Christensen, Matthew D.’s team published research in Journal of Controlled Release in 286 | CAS: 1011557-82-6

Journal of Controlled Release published new progress about 1011557-82-6. 1011557-82-6 belongs to amides-buliding-blocks, auxiliary class Epigenetics,Sirtuin, name is 4-(tert-Butyl)-N-((4-(5-(dimethylamino)pentanamido)phenyl)carbamothioyl)benzamide, and the molecular formula is C25H34N4O2S, Formula: C25H34N4O2S.

Christensen, Matthew D. published the artcileAn inhibitor screen identifies histone-modifying enzymes as mediators of polymer-mediated transgene expression from plasmid DNA, Formula: C25H34N4O2S, the publication is Journal of Controlled Release (2018), 210-223, database is CAplus and MEDLINE.
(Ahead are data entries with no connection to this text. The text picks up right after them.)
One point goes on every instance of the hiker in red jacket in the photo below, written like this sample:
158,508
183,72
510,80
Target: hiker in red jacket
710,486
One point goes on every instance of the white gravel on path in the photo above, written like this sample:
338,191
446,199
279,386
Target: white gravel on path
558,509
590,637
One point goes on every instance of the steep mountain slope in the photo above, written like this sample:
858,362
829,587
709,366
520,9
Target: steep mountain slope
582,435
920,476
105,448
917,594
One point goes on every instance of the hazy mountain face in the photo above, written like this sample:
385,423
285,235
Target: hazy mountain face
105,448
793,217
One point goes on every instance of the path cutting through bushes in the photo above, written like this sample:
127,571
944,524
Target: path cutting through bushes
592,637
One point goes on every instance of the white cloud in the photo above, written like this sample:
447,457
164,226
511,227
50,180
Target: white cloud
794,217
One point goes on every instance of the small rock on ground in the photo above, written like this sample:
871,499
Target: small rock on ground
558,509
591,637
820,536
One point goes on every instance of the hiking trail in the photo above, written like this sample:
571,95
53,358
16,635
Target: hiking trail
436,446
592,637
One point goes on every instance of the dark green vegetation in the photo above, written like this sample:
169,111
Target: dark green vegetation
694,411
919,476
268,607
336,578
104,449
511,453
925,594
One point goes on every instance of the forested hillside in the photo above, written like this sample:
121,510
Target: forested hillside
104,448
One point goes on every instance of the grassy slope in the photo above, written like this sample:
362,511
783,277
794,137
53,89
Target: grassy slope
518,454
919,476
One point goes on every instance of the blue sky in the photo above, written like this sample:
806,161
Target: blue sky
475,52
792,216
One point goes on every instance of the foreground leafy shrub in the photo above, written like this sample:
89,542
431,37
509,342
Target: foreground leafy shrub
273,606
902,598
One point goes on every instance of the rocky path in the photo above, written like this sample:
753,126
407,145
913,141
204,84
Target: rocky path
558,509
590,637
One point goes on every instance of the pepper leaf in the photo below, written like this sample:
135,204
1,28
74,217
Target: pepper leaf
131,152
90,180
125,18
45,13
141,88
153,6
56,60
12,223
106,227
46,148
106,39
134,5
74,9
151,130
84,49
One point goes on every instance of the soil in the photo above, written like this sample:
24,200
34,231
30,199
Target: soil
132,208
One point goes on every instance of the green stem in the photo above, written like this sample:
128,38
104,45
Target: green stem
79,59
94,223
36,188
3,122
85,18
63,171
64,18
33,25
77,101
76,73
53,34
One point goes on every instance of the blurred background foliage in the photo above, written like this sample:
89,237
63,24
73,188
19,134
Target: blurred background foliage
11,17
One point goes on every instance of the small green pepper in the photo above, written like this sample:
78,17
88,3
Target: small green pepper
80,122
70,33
Effective transgene expression in mammalian cells relies on successful delivery, cytoplasmic trafficking, and nuclear translocation of the delivered vector, but delivery is impeded by several formidable physicochem. barriers on the surface of and within the target cell. Although methods to overcome cellular exclu. and endosomal entrap. have been studied extensively, strategies to overcome ineffi. nuclear entry and subseq. intranuclear barriers to effec. transient gene expre. have only been sparsely explored. In particular, the role of nuclear packaging of DNA with histone proteins. In this work, a parallel screen of small mol. inhibitors of chromatin-modifying enzy. resulted in the identifi. of class I/II HDACs, sirtuins, LSD1, HATs, and the methyltransferases EZH2 and MLL as targets whose inhibi. led to the enhanc. of transgene expre. following polymer-mediated delivery of plasmid DNA. Quant. PCR studies revealed that HDAC inhibi. enhances the amount of plasmid DNA delivered to the nucleus in UMUC3 human bladder cancer cells. N-ChIP-qPCR experiments in CHO-K1 cells indicated that plasmids indeed interact with intracellular core Histone H3, and inhibitors of HDAC and LSD1 proteins. Pair-wise treatments of effective inhibitors led to synergistic enhanc. of transgene expression to varying extents in both cell types. Our results demonstrate that the ability to modulate enzy. that play a role in epigenetic processes can enhance the efficacy of non-viral gene delivery.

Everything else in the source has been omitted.